Opinion ID: 2368471
Heading Depth: 2
Heading Rank: 2

Heading: False Identity

Text: Having defined the element of false capacity, we now consider the element of false identity. We recently defined this term in Alvarado, 132 P.3d at 1207. In that case, the police stopped a car in which Alvarado was a passenger. Id. at 1206. The police arrested the driver and then began to question Alvarado. Id. Alvarado had an outstanding warrant for his arrest but gave the police a false name and birth date. Id. When the police ran a warrant check under that false information, no warrants were found. Id. We stated that a common sense reading and application of the statute prohibits holding oneself out to a third party as being another person when asked who he or she is. Id. at 1207. We therefore concluded that, by giving a false name and birth date to the police, Alvarado held himself out as being another person and had therefore assumed a false identity. Id. at 1208. The court of appeals resorted to a similar definition of false identity in Jones, 841 P.2d at 374. In that case, the defendant applied for a number of loans using a false social security number. Id. at 373. His application included otherwise accurate identifying information, including his proper name. Id. The court stated that [t]he common meaning of the phrase `assumes a false or fictitious identity' is to hold oneself out as someone that he or she is not. Id. at 374 (emphasis in original). Applying this definition, the court of appeals held that the defendant had not assumed a false or fictitious identity on his loan application. Id. The court noted that the false social security number was but one of several items of identifying information on the loan application and that the defendant supplied accurate answers to a number of the personal questions asked.
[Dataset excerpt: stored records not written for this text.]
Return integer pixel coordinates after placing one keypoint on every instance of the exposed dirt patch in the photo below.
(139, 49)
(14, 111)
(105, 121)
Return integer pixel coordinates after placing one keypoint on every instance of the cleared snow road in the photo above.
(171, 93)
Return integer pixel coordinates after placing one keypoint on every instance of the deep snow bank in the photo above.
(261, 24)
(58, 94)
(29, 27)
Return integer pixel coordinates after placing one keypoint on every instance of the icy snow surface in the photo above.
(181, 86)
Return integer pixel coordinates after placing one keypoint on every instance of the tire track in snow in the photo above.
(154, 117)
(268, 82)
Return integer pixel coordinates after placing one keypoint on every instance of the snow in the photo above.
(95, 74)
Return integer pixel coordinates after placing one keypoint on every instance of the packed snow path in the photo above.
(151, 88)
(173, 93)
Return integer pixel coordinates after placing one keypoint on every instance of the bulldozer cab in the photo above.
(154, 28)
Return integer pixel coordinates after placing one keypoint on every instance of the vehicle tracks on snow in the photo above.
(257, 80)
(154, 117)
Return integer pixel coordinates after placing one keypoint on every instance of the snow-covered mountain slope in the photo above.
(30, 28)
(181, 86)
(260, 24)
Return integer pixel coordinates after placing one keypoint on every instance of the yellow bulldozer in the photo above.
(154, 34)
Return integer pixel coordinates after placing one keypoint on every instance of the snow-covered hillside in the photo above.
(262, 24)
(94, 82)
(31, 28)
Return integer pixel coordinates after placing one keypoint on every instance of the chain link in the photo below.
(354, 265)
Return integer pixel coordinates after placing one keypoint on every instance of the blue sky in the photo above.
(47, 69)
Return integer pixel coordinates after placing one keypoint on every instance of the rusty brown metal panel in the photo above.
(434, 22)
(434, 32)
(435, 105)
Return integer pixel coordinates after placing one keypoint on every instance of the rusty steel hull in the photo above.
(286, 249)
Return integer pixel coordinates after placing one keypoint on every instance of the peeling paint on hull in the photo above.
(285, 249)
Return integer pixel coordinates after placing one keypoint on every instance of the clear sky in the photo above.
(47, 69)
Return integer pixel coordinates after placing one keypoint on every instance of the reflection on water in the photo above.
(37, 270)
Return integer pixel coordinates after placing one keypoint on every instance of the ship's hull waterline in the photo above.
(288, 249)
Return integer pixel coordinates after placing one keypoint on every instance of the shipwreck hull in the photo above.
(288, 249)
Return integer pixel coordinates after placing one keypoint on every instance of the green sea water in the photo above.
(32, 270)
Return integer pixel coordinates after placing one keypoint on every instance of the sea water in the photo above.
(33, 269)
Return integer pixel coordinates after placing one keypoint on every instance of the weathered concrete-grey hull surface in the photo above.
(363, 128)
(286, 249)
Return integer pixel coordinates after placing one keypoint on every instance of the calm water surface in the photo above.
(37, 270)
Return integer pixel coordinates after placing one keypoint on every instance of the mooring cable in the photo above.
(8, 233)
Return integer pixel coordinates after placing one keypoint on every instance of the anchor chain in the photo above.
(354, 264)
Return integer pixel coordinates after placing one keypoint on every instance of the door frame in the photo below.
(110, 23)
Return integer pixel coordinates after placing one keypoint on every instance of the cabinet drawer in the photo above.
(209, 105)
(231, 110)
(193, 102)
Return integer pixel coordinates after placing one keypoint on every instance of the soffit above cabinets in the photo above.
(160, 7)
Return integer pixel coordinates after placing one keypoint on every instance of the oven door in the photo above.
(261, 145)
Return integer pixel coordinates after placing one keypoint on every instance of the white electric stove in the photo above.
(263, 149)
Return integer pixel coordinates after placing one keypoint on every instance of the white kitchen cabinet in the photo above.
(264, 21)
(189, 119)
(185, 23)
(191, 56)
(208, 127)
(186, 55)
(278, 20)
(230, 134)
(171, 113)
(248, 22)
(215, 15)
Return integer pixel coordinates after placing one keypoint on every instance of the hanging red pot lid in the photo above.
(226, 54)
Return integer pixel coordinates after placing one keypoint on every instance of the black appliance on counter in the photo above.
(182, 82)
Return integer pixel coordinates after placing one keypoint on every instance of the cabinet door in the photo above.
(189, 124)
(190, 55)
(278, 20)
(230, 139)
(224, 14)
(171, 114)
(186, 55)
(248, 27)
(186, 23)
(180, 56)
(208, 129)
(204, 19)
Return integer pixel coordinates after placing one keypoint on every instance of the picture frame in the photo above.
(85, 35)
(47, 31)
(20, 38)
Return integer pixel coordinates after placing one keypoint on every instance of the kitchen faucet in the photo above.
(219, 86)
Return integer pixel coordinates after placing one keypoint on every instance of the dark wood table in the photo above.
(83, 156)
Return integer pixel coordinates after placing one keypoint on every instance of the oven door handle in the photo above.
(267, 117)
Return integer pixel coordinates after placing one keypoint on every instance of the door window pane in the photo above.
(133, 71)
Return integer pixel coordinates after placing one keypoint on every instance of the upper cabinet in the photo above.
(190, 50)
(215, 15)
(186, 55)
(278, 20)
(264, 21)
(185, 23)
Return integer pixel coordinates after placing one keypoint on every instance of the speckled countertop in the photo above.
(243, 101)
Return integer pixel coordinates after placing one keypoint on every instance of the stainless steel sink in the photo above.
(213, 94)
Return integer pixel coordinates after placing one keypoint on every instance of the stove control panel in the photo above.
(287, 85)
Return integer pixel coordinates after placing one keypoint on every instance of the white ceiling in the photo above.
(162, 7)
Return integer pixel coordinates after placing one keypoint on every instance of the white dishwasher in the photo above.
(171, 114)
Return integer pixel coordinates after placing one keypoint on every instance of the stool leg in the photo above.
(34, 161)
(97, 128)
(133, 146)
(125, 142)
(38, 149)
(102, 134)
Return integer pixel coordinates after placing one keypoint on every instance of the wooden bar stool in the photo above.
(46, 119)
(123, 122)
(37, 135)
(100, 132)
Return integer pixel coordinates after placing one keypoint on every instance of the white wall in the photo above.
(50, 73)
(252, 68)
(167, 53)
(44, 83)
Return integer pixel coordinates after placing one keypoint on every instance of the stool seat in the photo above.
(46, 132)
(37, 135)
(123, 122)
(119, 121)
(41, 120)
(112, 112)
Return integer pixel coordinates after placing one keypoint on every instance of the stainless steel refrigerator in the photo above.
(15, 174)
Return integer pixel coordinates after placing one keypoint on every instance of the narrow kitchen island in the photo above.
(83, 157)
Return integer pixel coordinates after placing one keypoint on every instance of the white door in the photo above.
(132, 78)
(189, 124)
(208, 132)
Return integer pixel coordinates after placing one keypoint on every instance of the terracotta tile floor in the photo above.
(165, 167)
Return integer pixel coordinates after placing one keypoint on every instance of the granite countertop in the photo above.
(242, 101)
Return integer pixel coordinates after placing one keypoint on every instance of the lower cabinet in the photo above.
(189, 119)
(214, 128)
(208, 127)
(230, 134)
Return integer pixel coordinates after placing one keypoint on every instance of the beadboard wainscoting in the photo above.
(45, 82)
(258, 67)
Id. The court therefore concluded that Jones had not assumed a false identity. It explained that, under the circumstances, the failure to provide an accurate social security number was not equivalent to the assumption of another persona, as alleged in the information. Id. Consistent with our definition of the term in Alvarado and the court of appeals' opinion in Jones, we hold that one assumes a false identity under the statute by holding one's self out to a third party as being another person. We do not decide as a matter of law what factual circumstances are sufficient to constitute holding one's self out as being another person.